We are currently witnessing a strong global transition towards new, more sustainable models of development and consumption. This transition is both activating and highlighting a series of discrepancies between the various actors in agri-food marketing systems, including the institutions that govern regulatory and trade aspects.
These discrepancies highlight how, on a global level, the agri-marketing system is unable to provide adequate responses to the new principles of sustainability that are increasingly expected by civil society. This inability is often linked to the phenomena of opportunism, information asymmetries and lock-in effects (resulting from the slowness or inability of some sectors or actors to evolve technologically and culturally). The control of all these factors is often ineffective and often involves high transaction costs . These conditions lead the global market into an ongoing state of failure, creating structural holes, in which new forms of exchange are born, in response to the principles mentioned above. We identify these as nested markets: hybrid market forms that, thanks to new information technologies, create a new form of proximity that transcends the classical concept of physical proximity.
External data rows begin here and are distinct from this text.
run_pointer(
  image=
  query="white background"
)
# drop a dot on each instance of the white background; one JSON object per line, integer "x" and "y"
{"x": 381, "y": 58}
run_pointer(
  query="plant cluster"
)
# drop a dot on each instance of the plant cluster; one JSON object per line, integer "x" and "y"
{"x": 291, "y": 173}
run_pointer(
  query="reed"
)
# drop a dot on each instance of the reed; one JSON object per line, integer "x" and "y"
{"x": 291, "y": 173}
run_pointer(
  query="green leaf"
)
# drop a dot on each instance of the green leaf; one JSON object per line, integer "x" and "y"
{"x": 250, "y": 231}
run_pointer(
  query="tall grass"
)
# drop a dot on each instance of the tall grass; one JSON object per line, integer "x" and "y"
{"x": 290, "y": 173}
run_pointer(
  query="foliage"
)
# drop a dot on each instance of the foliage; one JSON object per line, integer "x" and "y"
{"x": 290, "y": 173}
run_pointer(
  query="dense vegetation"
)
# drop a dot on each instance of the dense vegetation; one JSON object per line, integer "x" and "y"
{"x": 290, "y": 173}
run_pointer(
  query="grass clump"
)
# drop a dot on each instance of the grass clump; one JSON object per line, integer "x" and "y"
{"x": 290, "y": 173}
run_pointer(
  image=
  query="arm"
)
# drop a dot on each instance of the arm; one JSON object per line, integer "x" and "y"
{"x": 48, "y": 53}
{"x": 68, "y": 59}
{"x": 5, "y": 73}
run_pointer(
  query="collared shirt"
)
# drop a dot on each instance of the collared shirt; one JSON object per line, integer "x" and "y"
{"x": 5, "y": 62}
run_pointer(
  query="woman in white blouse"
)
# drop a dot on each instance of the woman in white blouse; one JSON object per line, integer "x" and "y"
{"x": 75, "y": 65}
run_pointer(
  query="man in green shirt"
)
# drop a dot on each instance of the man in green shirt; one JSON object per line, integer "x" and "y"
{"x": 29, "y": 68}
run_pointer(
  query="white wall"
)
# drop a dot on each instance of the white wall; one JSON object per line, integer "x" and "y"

This new proximity directly links producers and consumers in relationships based mainly on two substantial values: reciprocity and reputation. Both of these values significantly reduce transaction costs which today play an increasing role in determining the form and repetition of exchanges. This condition is difficult to interpret from classical and neo-classical economic theories. To do so it is necessary to use a multidisciplinary approach. In this article we combine neo-institutional theory and network analysis to interpret phenomena that are increasingly emerging in all areas of the world. Using these two theories, and case studies from Brasil, North America, China and Europe, we try to highlight how the market is not only the place where the price of products and of their quantities are formed. Market is a complex social spaces, where more-or-less stable relationships are formed, based on the values of reciprocity and reputation that determine behaviour and codes of conduct aimed at containing opportunism and encouraging sustainable, autonomous, forms of self-regulation. These relationships are also the driving forces that ensure the ongoing continuation of the exchanges and the diffusion and preservation of knowledge over time and space. These relationships represent the beating heart of nested markets and their dynamic ability to adapt to the continuous changes that occur in the socio-economic and environmental context in which they are rooted. In this way sustainability is built as an expression of the co-production between different actors (producers, consumers, institutions) and natural resources.